„Für mich ist dieser Koalitionsvertrag eine Basis, für die Sozialdemokratie ist es eine Decke. Ich glaube, wir müssen uns darüber unterhalten, ob dieser Koalitionsvertrag wirklich das maximal Umsetzbare in dieser Legislatur ist“, sagte Reiche bei Table.Today, dem Podcast von „Table.Briefings“.

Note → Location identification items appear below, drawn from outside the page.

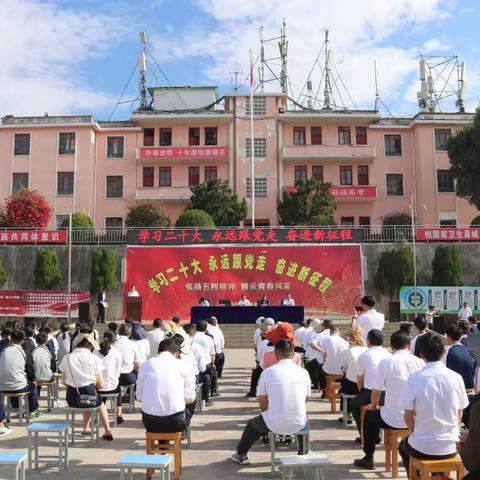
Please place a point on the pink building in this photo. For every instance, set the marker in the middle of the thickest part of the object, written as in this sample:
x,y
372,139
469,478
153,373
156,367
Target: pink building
x,y
374,164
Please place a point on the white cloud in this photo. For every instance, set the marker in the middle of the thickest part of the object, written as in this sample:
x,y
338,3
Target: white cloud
x,y
360,33
42,46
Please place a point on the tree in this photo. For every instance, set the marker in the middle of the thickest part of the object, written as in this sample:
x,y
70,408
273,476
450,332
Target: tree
x,y
146,214
464,153
310,200
195,218
26,209
395,269
103,270
217,198
447,266
47,272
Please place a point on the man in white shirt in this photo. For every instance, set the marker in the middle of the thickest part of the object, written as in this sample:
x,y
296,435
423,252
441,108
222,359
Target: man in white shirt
x,y
393,373
165,385
155,336
367,374
370,319
465,312
130,356
433,401
243,302
283,391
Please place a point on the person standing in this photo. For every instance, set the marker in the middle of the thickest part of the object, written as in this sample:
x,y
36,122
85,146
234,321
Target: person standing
x,y
102,306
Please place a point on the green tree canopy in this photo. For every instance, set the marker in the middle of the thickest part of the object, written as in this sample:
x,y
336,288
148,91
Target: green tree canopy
x,y
217,198
146,214
447,266
47,272
311,200
195,218
464,154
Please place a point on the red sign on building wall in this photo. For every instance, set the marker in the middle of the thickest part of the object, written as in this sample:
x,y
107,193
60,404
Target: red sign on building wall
x,y
186,152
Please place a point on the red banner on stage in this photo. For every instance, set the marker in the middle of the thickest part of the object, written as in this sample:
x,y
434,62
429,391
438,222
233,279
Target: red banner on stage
x,y
170,280
40,303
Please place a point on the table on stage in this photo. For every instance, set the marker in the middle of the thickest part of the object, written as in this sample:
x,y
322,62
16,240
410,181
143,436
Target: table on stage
x,y
239,315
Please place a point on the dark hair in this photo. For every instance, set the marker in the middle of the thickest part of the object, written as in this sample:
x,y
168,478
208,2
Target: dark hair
x,y
125,330
284,348
420,323
169,345
17,336
375,337
431,346
399,340
201,326
41,338
454,332
368,301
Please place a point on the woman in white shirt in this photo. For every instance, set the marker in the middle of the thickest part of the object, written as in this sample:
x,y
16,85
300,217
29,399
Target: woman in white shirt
x,y
82,375
112,362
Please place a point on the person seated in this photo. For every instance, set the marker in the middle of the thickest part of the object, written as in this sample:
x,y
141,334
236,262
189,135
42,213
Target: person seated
x,y
349,359
263,302
17,373
458,357
283,391
111,359
433,401
393,373
367,374
243,301
130,356
82,375
164,387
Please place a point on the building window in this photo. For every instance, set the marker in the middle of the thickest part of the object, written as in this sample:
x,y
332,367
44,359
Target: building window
x,y
148,177
260,188
165,138
115,147
299,136
211,134
194,136
346,176
65,181
21,144
347,221
344,136
300,173
165,177
259,105
317,172
393,145
362,172
316,135
260,147
114,186
19,181
66,143
210,173
442,136
394,184
113,222
445,181
361,135
193,176
448,224
148,137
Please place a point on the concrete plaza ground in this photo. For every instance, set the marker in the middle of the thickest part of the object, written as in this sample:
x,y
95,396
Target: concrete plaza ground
x,y
215,433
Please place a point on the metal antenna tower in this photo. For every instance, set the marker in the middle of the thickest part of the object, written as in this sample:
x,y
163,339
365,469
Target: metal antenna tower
x,y
441,78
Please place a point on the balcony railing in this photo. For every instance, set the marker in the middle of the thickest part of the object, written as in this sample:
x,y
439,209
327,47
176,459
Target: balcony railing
x,y
329,152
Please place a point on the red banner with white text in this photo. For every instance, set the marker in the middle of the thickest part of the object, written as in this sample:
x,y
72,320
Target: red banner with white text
x,y
171,280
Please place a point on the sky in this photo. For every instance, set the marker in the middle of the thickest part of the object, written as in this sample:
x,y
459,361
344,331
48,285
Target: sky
x,y
76,56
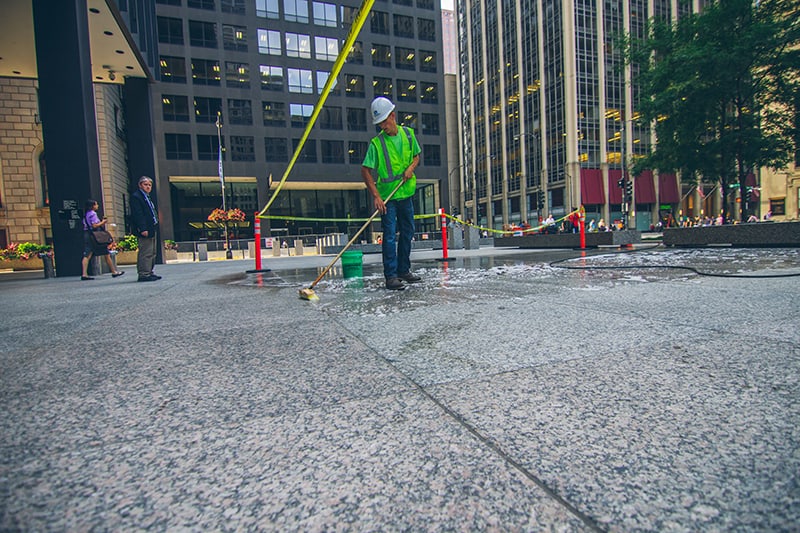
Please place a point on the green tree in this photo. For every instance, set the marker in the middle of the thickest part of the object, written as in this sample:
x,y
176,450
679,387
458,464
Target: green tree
x,y
721,89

Vor dem Hintergrund der geopolitischen Verschiebungen und des technologischen Fortschritts der Mitbewerber müsse die Koalition eine „ambitioniertere Reformagenda“ diskutieren. Konkret schlug die Ministerin vor, die Absenkung der Körperschaftsteuer auf 2027 vorzuziehen. „Wenn wir uns dazu entschließen könnten, dies im nächsten oder spätestens übernächsten Jahr zu machen, hätten wir mindestens schon ein Jahr gewonnen, idealerweise zwei“, sagte Reiche. Dies wäre ein wichtiges Signal an den Wirtschaftsstandort Deutschland.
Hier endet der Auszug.